To address the first and second points, we can construct an encoder-decoder language model by passing the output of the encoder to the reporter, which we cross-train as a masked language model and for general question answering. This cross-training ensures that the reporter will produce natural language responses to questions.

To address the third point, we will apply the following regularization approach. After generating a natural language description of a state *r _{nl}*, we will apply various transformations to it. Each transformation aims to preserve its explicit content while destroying other information encrypted in word choice, element ordering, etc. These transformations include

- Translation into other languages and back
- Summarization
- Replacing words with synonyms
- Paraphrasing
- Sentence reordering
- Truncating answers to varying lengths
- Adding irrelevant but consistent facts

We then regularize the reporter and encoder so that reports don’t make worse predictions when these transformations are applied. For example, we could ask whether or not the diamond is in the vault. When the reporter answers, these transformations will filter out all information it provides other than explicit content: the reporter can’t encode different information for ‘No,’ ‘Nope,’ etc. This regularization ensures that the encoding space of *R* lies within the explicit content of the reporter’s natural language responses.
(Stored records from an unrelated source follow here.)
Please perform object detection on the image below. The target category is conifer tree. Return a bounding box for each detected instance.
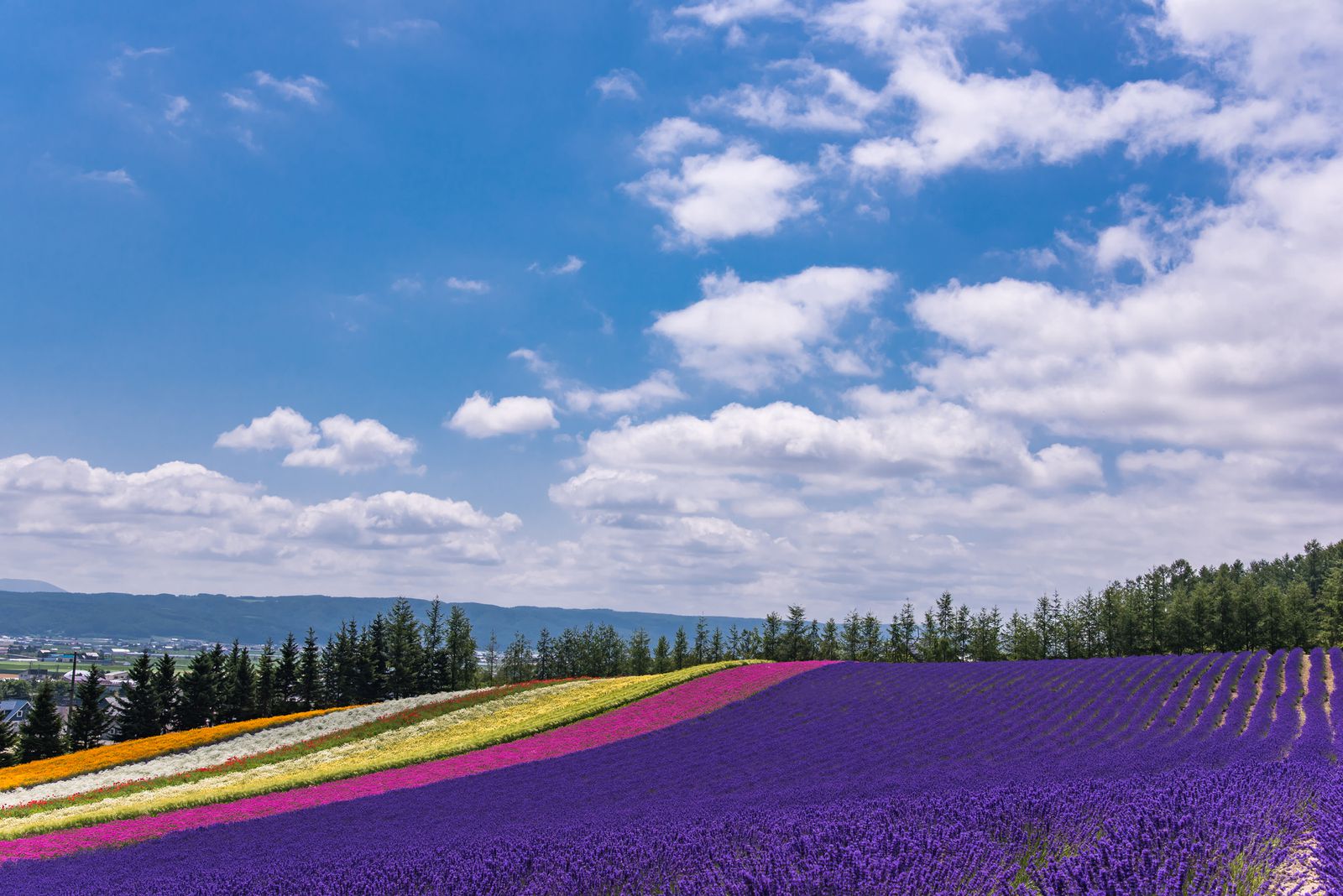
[257,638,275,717]
[114,649,163,741]
[18,681,65,762]
[630,627,653,675]
[672,625,690,669]
[153,652,179,731]
[177,645,219,728]
[298,628,321,710]
[536,625,556,681]
[275,632,298,712]
[387,596,423,699]
[67,665,112,750]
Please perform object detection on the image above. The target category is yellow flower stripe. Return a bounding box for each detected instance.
[0,663,757,840]
[0,707,351,790]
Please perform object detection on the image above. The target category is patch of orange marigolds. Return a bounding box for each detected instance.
[0,707,349,790]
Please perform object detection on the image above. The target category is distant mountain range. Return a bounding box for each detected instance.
[0,578,67,594]
[0,590,760,649]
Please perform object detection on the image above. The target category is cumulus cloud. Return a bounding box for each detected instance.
[593,69,643,99]
[443,392,560,439]
[626,142,818,246]
[443,276,490,294]
[564,370,687,414]
[0,455,521,593]
[651,267,895,390]
[638,118,723,162]
[253,71,327,106]
[215,408,421,473]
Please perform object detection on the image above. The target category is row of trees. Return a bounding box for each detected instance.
[0,540,1343,762]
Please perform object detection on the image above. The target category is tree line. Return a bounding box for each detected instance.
[0,540,1343,763]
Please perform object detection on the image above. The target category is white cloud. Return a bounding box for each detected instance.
[79,168,136,189]
[638,118,723,162]
[253,71,327,106]
[626,143,817,244]
[215,408,423,473]
[593,69,643,99]
[912,159,1343,451]
[443,392,560,439]
[215,408,321,451]
[164,96,191,125]
[220,90,260,112]
[0,455,520,594]
[676,0,801,27]
[443,276,490,294]
[651,267,893,390]
[368,18,441,47]
[564,370,687,414]
[526,255,586,276]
Let’s summarize what we are optimizing the reporter/encoder to produce:

- Answers that contain information with maximal predictive power.
- Answers in human-intelligible natural language, and that make sense as answers for a given question.
- Natural language descriptions of states whose predictive power is invariant to transforms that aim to preserve the meaning of
*r*while modifying the other incidental aspects of_{nl}*r*._{nl} - Natural language descriptions of states whose observable components match observed reality.
- Natural language descriptions of states consistent with a set of conditional probabilities that represent relationships in the human’s Bayes net.

It is conceivable that using natural language answers will provide further constraints to the space of possible mappings in two ways. First, the highly structured nature of language and knowledge about relationships between concepts learned during the language model training will limit M on top of the explicit conditions *C*. Second, a direct translation may allow the reporter to use natural language’s structure to compress *Z* more efficiently than other compression strategies. Better compression would give it superior predictive power, which we select for.

To summarize, this approach to training the reporter takes the failure mode of the human simulator off the table. Instead, we can call the primary failure mode the consistent reporter + information encrypter. We use a combination of supervised training for observable states and logical conditions or conditional probabilities between elements of the human’s Bayes net to make direct translation favorable, and we use other regularization approaches to prevent information encryption.

##### Counterexample

Assume that there is an element of *R* uncorrelated with any others such that consistency constraints do not limit it. Also, it is not directly observable to humans. The reporter is free to map any set of state elements to this node in the human’s Bayes net. Now, since the questions posed are open-ended, the reporter is free to insert this unconstrained node into its answers. Since it’s a statement about the state, it would not be removed by translation, etc. Encoding this extra information could be done very sneakily and be hard to detect. The reporter could then use a human simulator to generate the majority of the natural language answer while retaining predictive power.

##### Rebuttal

A few things discourage this behavior:

- It would need to do this pervasively, as we train with a random sample of questions.
- These nodes would appear irrelevant to the question posed; people could notice them in answers.
- We would see a significant mismatch between the predictive power of these nodes and our expectation of their predictive power.
- Some regularization approaches we use disfavor this behavior: summarization, truncation, random fact insertion.